Provo right now is resplendent with roses. It’s actually one of my favorite things about this city–that there are rose bushes everywhere, and they are heavy with blooms for a significant part of the summer. They smell wonderful. So as this little girl and I were walking to the park, we passed several rose bushes. And at every single rose bush, the little girl stopped, cupped a large bloom in her hand, and smelled the roses.
Usually idiomatic phrases aren’t placed in front of you quite so literally.

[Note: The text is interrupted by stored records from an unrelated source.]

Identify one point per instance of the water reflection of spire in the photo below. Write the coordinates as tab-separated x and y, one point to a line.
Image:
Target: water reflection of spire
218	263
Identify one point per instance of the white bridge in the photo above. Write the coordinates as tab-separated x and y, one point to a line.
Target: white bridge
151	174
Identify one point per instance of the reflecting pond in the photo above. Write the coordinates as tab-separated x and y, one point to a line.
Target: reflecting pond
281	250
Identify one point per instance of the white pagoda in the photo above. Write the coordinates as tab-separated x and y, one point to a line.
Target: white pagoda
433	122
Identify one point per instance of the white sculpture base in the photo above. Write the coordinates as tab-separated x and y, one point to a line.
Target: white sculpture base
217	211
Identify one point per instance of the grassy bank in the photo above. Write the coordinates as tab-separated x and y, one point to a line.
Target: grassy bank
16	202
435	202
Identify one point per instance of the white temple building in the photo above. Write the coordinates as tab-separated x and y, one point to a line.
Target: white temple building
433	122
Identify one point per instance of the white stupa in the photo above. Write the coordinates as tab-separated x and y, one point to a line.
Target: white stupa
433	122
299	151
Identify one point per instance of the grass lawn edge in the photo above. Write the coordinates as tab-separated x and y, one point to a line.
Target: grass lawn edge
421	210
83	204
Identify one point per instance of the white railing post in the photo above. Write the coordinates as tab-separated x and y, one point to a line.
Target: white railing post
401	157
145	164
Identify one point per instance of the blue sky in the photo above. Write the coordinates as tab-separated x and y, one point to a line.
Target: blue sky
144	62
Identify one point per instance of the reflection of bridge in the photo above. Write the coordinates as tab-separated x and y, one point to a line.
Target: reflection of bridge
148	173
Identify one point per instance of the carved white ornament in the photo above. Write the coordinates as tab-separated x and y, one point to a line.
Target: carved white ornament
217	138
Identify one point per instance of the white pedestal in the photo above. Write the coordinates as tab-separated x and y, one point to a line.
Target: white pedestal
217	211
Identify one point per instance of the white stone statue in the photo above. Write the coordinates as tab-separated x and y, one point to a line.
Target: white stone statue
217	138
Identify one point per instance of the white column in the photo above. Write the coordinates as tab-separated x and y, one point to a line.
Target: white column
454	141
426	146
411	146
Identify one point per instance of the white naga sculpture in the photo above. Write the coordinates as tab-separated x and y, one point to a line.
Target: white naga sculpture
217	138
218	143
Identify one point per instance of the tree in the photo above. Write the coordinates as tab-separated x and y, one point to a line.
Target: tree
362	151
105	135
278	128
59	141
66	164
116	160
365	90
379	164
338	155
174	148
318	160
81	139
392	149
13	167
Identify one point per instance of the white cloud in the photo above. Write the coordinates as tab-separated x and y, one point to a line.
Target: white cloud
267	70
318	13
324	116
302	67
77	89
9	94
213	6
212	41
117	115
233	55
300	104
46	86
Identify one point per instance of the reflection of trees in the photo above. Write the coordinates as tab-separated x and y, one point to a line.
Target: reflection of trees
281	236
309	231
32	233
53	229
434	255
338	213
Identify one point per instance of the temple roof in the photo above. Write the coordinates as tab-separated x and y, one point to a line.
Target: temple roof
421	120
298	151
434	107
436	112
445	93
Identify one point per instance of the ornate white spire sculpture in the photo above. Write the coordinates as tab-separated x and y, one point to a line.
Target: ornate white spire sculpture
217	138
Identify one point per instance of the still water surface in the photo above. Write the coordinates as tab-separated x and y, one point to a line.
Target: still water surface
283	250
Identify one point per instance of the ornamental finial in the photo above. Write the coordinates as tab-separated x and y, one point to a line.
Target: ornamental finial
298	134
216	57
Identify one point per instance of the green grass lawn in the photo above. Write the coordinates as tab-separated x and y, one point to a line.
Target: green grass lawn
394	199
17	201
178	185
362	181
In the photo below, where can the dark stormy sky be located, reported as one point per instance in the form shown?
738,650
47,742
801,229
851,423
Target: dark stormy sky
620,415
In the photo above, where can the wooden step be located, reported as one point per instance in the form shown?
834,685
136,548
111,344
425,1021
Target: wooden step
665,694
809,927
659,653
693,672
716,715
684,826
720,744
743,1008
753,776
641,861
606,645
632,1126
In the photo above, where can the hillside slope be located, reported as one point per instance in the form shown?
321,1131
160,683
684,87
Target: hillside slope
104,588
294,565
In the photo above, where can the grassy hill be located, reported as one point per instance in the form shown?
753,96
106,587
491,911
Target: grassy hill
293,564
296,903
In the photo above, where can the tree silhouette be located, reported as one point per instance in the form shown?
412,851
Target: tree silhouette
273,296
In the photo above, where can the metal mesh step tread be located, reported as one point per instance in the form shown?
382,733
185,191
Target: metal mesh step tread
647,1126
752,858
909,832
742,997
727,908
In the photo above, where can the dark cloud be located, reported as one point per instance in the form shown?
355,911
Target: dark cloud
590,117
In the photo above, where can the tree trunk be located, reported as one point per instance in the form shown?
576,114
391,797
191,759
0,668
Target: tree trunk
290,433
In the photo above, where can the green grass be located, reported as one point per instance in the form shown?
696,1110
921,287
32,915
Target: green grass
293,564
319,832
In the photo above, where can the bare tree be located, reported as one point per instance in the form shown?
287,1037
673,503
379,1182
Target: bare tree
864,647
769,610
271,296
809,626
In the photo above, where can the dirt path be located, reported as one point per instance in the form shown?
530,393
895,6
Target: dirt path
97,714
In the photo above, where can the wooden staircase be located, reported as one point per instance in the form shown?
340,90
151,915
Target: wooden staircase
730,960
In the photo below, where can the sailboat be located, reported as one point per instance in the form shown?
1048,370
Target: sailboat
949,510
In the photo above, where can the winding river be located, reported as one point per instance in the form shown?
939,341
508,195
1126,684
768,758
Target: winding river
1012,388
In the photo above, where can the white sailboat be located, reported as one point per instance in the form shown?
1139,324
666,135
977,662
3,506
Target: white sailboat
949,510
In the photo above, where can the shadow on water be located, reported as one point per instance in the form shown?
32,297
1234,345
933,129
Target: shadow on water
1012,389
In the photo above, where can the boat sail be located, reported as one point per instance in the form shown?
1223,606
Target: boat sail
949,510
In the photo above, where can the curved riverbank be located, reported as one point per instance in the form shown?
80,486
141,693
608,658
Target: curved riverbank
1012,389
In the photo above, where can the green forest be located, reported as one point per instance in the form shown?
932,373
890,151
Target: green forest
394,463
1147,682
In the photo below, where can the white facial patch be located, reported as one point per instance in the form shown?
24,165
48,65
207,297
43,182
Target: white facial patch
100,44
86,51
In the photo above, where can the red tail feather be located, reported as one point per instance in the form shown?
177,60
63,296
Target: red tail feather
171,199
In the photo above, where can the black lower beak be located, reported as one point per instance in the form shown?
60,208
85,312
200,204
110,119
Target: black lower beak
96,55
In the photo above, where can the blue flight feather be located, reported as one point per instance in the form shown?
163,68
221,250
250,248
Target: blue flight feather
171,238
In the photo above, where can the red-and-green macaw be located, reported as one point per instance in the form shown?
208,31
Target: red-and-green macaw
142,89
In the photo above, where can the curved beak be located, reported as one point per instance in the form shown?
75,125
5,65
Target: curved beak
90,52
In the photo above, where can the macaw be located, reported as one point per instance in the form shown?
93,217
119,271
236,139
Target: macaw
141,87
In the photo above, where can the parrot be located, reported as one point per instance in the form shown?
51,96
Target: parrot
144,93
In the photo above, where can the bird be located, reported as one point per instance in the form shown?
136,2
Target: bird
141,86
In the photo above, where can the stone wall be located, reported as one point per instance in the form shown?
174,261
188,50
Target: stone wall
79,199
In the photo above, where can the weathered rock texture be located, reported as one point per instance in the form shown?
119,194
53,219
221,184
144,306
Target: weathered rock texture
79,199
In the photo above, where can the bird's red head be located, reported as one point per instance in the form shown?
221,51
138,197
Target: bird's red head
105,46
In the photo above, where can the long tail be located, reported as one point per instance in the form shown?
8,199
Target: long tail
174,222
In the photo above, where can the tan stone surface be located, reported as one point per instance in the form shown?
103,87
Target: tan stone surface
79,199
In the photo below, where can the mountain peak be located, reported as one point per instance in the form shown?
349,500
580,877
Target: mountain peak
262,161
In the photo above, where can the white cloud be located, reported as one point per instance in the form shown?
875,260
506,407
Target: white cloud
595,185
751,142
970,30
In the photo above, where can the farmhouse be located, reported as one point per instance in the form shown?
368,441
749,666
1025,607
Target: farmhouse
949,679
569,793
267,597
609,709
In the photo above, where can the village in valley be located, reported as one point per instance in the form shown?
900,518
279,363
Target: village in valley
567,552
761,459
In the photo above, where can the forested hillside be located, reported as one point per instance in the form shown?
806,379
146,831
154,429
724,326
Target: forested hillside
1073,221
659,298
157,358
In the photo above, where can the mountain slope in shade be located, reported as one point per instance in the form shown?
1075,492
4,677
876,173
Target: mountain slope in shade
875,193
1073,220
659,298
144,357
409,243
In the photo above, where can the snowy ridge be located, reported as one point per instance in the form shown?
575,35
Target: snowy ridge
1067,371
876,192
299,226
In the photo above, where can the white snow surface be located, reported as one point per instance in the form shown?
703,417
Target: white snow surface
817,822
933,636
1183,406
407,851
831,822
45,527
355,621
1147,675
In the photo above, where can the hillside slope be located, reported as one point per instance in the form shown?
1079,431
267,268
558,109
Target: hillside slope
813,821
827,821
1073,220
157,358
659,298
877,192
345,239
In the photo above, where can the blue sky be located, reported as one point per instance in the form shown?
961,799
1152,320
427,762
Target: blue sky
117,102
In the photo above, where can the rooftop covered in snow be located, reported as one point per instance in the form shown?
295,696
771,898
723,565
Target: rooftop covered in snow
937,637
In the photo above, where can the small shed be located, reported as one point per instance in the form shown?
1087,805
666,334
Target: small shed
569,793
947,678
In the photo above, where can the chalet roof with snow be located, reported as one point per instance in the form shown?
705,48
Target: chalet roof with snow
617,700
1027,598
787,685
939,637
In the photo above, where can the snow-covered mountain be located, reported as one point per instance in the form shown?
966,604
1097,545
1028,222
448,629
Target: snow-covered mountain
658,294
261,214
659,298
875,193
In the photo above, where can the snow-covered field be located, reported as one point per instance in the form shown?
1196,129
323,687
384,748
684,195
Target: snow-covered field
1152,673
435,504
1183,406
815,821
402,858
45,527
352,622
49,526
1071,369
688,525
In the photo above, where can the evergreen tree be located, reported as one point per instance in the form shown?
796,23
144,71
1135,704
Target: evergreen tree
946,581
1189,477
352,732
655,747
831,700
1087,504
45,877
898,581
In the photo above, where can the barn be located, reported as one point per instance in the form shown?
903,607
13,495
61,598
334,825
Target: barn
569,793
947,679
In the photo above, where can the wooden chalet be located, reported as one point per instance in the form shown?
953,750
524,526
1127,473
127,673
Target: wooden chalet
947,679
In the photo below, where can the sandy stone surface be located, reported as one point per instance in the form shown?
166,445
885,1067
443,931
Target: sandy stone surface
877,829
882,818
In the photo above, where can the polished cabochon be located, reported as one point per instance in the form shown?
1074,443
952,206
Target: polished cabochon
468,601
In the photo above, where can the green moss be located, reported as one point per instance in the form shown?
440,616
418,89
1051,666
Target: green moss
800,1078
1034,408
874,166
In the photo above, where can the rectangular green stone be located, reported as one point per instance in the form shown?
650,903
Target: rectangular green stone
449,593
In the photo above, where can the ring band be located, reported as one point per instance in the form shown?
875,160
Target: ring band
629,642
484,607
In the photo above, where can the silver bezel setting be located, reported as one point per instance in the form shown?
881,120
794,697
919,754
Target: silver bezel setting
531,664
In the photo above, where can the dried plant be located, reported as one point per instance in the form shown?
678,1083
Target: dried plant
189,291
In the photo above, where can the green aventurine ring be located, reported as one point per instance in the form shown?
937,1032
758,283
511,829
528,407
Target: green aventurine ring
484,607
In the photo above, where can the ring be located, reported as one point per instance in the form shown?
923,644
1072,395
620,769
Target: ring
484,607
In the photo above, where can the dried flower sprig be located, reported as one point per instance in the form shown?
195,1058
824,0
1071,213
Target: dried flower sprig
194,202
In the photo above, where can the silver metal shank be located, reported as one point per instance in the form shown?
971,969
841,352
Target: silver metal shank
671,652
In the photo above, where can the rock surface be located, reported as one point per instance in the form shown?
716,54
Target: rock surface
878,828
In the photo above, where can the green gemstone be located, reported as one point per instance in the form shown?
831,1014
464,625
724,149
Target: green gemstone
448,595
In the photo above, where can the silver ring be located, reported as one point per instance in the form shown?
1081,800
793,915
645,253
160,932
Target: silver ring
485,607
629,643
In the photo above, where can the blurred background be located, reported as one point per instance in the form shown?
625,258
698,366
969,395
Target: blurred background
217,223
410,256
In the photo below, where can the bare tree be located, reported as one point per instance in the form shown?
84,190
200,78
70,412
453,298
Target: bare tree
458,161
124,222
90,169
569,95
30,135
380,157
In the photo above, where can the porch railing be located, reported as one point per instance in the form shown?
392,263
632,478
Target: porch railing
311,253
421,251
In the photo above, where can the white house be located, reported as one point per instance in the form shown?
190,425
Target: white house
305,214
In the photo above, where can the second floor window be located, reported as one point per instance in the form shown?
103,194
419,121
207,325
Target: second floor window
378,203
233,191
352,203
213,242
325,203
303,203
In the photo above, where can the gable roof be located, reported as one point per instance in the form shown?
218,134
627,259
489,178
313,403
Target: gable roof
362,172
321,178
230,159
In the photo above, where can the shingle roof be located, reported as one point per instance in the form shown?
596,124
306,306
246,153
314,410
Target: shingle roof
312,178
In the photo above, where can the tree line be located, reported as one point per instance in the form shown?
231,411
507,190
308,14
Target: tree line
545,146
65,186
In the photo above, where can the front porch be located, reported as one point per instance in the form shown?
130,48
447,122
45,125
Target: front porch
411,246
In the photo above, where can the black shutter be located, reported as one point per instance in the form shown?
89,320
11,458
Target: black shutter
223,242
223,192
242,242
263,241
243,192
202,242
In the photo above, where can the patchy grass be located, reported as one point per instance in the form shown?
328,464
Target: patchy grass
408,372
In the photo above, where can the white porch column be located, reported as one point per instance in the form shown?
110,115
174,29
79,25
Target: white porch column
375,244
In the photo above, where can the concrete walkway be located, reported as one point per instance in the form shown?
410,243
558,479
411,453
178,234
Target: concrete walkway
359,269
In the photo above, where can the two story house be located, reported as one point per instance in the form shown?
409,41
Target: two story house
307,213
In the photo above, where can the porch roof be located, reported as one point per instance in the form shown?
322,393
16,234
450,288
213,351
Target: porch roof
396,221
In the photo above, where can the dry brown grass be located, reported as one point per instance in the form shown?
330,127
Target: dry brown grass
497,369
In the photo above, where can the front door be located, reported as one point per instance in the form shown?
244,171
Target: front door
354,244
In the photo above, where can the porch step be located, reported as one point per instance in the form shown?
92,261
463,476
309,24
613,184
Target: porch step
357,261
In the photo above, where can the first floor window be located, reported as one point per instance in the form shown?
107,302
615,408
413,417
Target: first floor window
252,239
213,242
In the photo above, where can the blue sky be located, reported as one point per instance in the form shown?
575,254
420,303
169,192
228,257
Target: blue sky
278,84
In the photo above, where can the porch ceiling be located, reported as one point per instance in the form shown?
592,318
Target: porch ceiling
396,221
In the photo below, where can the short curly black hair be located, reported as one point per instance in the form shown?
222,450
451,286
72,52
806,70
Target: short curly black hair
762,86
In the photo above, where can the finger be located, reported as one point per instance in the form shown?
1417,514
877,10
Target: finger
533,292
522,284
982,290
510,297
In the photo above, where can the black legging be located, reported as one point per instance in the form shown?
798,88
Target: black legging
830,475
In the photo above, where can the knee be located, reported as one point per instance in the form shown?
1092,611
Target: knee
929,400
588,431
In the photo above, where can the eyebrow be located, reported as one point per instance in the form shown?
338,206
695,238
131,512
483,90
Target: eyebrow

But I’ve been thinking about this little girl with her small hands full of a large rose bloom, taking the time to smell every variety of rose before we passed them by. Right now my life feels very overwhelmed. It’s not that my time is full and busy, but it’s the fact that Kyle’s job search has remained fruitless. It’s overwhelming and terrifying in turns and then all at once. Our lease is up at the end of July and we have no idea what’s going to happen to us. We may move into a temporary place until Kyle can find a job, but I’m really hoping that he’ll have one and that there will be a little bit of stability in our lives. Not having an income is scary. Not knowing what’s going to happen to us in the next couple of months is scary.
And there are no answers. Nobody can assure us with any certainty that there will be a job, a place to move to, or any security. It’s all hope. Hope and faith. Believing that there will be a place, and an income some day. Holding to faith that God will not overlook our little family, but will provide for us.
But as I tread through these trials, life is still here. Still now. And I’ve spent a lot of time hurrying past the metaphorical roses in my life because I’m overwrought with worry. I want real, concrete answers. Faith is harder to hold to than the security of a job and a home. But worrying has brought me nowhere. Floundering and asking people for answers they cannot provide has given no comfort. And so I think of a little girl, cradling a rose in her hands, taking the time to smell what is only here for a little while. This moment in our lives will pass. Some day there will be a job and more security. But there are still things happening now that are worth holding onto, worth taking the time to stop and see. And in the small moments when I have a little clarity and I relish what is here–now–instead of pipe dreams and instead of worrying my heart out, those moments bring me the comfort and grounding that I have been trying to find from questions that have no answers, and worries that have no cure.
If only those moments of clarity were easier to find.